CHICAGO, Illinois (AP) — Make it a burger, fries and nutritional information to go.

Seeking to counter charges that its food is unhealthy and contributes to obesity, McDonald’s Corp. announced Tuesday that it will display nutrition facts on the packaging for most of its menu items next year.

Patrons of the world’s largest restaurant company will be able to learn the amount of calories and fat, among other information, in a McDonald’s product by looking at the wrapper instead of having to go to its Web site or ask for it at the counter.

The fast-food industry has been under pressure from consumer groups and the government to provide more nutritional information about its food. McDonald’s and others had previously made calorie count brochures available, resisting calls to do more.

In announcing the latest push to improve its image on health issues, McDonald’s said it demonstrates its commitment to promoting balanced, active lifestyles. CEO Jim Skinner also said the move responds to demand by customers, not consumer groups.

“We’ve communicated with our customers for more than 30 years now about our food” ingredients, he said in an interview at the McDonald’s flagship restaurant in downtown Chicago, Illinois. “This was a way for us to close that loop and provide them with an easy way to understand the nutrition information in the food that they’re eating.”

In my many discussions on this issue, someone always brings up the little mom-and-pop fast-food joint and complains how the costs of labelling would hurt them. It’s a valid point, and it’s why I’m glad McDonald’s chose to do this voluntarily rather than wait for some legislation that would force them to do so, but also perhaps economically doom many of the smaller businesses in the industry.

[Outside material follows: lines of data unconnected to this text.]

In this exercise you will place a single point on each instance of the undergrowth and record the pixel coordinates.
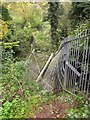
(20, 96)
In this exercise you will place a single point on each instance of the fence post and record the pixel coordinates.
(66, 67)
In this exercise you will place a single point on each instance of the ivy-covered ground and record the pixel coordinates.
(24, 98)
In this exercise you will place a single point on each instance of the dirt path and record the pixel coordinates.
(54, 109)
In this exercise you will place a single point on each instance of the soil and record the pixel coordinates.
(54, 109)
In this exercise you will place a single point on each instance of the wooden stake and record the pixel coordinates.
(45, 67)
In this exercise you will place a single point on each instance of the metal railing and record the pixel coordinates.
(75, 63)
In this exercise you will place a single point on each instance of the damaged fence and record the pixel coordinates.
(74, 66)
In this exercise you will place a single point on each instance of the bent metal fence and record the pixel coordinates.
(76, 62)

For a mega-corporation with deep pockets like McDonald’s, though, the move makes perfect sense. They talk a good talk about promoting health issues, but it’s really about the money and their fear of being hit with some Big-Tobacco-like judgement and damages. By labeling their product, they are just pre-emptively dodging that possibility. Can’t blame McDonald’s for your obesity when the Big Mac wrapper plainly says “This item will make you chubby” (or statistics to that effect).